Provinsi Jawa Barat, Provinsi Jawa Tengah, Provinsi DI. Yogyakarta, Provinsi Jawa Timur, Provinsi Bali, Provinsi Lampung, Provinsi Nusa Tenggara Barat, Provinsi Banten dan Provinsi Nusa Tenggara Timur. Prinsip kerjasama dalam forum MPU dibangun dalam semangat kebersamaan, kemitraan, saling menguntungkan, berbagi tanggungjawab dan berkelanjutan dalam upaya berpadu daya mengatasi permasalahan kesejahteraan antar daerah secara bersama-sama.
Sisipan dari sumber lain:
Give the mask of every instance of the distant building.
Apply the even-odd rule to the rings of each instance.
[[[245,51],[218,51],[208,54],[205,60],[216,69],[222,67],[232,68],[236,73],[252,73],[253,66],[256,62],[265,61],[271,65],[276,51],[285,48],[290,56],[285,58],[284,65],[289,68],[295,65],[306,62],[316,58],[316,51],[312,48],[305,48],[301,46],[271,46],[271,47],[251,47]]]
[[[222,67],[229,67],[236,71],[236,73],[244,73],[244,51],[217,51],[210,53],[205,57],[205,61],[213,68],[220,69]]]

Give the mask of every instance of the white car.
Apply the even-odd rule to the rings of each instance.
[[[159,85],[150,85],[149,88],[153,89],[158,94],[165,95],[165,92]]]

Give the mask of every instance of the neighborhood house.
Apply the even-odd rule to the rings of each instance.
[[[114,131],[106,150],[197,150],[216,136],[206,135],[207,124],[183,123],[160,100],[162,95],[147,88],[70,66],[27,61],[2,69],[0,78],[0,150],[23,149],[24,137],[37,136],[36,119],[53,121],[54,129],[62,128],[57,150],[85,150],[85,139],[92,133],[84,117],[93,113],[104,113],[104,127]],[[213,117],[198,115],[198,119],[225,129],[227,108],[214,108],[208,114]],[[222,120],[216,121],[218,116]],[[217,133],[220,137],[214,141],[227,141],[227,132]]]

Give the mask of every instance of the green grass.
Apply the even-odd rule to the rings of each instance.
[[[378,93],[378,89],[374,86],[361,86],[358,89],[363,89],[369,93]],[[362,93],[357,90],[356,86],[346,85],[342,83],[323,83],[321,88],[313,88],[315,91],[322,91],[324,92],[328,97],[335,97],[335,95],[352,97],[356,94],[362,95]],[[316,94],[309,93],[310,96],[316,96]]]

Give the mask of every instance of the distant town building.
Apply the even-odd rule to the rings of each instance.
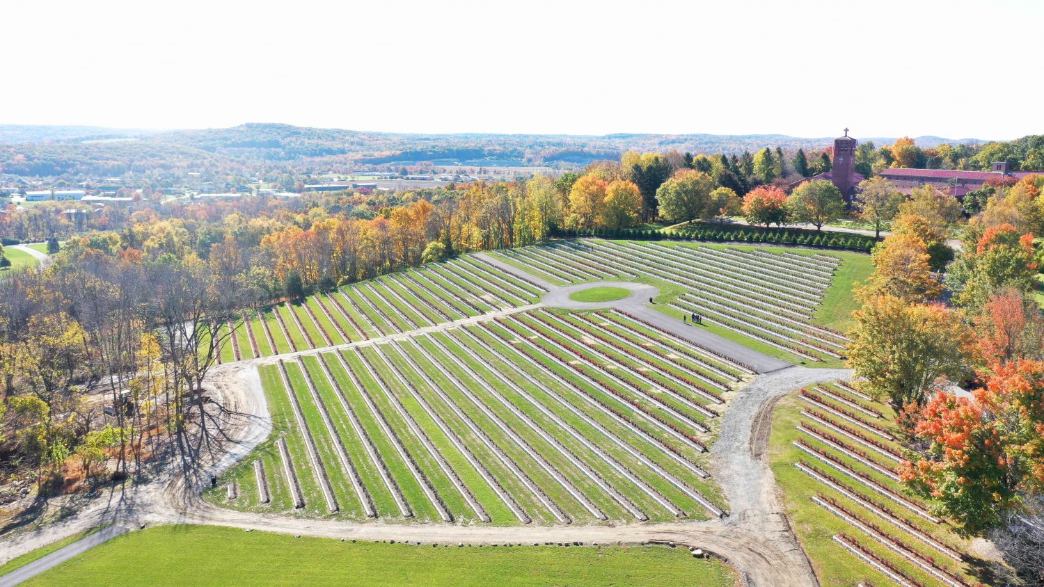
[[[132,196],[84,196],[80,201],[91,202],[91,203],[115,203],[115,202],[129,202],[133,201]]]
[[[25,193],[25,201],[39,202],[44,200],[78,200],[87,195],[84,190],[37,190]]]
[[[224,192],[219,194],[196,194],[195,198],[201,200],[213,200],[213,199],[233,199],[233,198],[240,198],[242,196],[243,196],[242,194]]]
[[[352,184],[314,184],[305,186],[306,192],[343,192],[351,189]]]

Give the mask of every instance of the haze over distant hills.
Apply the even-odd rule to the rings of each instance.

Dalam setiap tahunnya diadakan Rapat Kerja Gubernur yang menyepakati usulan program/kegiatan kerjasama untuk dilaksanakan pada tahun berikutnya, terdiri dari bidang Pemerintahan, bidang Ekonomi, bidang Kesos dan Tenaga Kerja, serta bidang Lingkungan dan Pariwisata Pembentukan forum Koordinasi Kerjasama pembangunan wilayah perbatasan ini sangat penting untuk memperkuat koordinasi antar Pemerintah Daerah dalam mengatasi persoalan ketidakintegrasian dalam berbagai kepentingan pembangunan dan pemerintahan antar daerah, agar rencana-rencana pembangunan yang akan dilaksanakan antar daerah khususnya di wilayah perbatasan dapat terselenggara dengan sinergi dan terintegrasi dalam rangka mewujudkan kesejahteraan masyarakat di wilayah perbatasan.